Here, in the dead of January, it holds all its leaves. This is not the typical winter tree of Anna Seward’s sonnet: “Where some yellow, lonely leaves we find, lingering and trembling on the naked spray.” This full body of lifeless foliage feels more an act of arboreal defiance, as if the branches had refused to let go.
How have I not seen that before?
As I point my camera to the tree, I focus on the seeds, still hanging, suspended, far from any soil they were destined for. And it brings to mind what I was reading in Isaiah 28 yesterday, where God says of his people,
In days to come Jacob will take root,
Israel will bud and blossom
and fill all the world with fruit.
Imagine if all the trees of the world suddenly refused to release their bounty, like this neighboring tree. It’s an absurd thought. Trees exist to spread seeds.
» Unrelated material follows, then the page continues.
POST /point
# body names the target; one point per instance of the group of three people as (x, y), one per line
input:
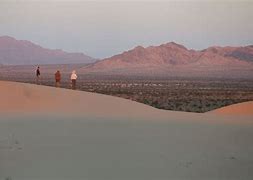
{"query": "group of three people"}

This is my desire: that my art and writing may be fruit, bringing both pleasure and kernels of truth to the world. There is hard work in the creating. But, as I have discovered, there is also effort in the letting go, the scattering, the sending forth.
Necessary effort, though. Art, like fruit, is meant to be enjoyed.
Send your wind, Lord, to spread the work of those who create in imitation of the Creator. Encourage your children who write, paint, sculpt, compose, draw – who commit their unique perspectives to forms that can be shared. Strengthen their will to work and to let go. Fill the world with their fruit, that it may delight to know the Maker of all delights.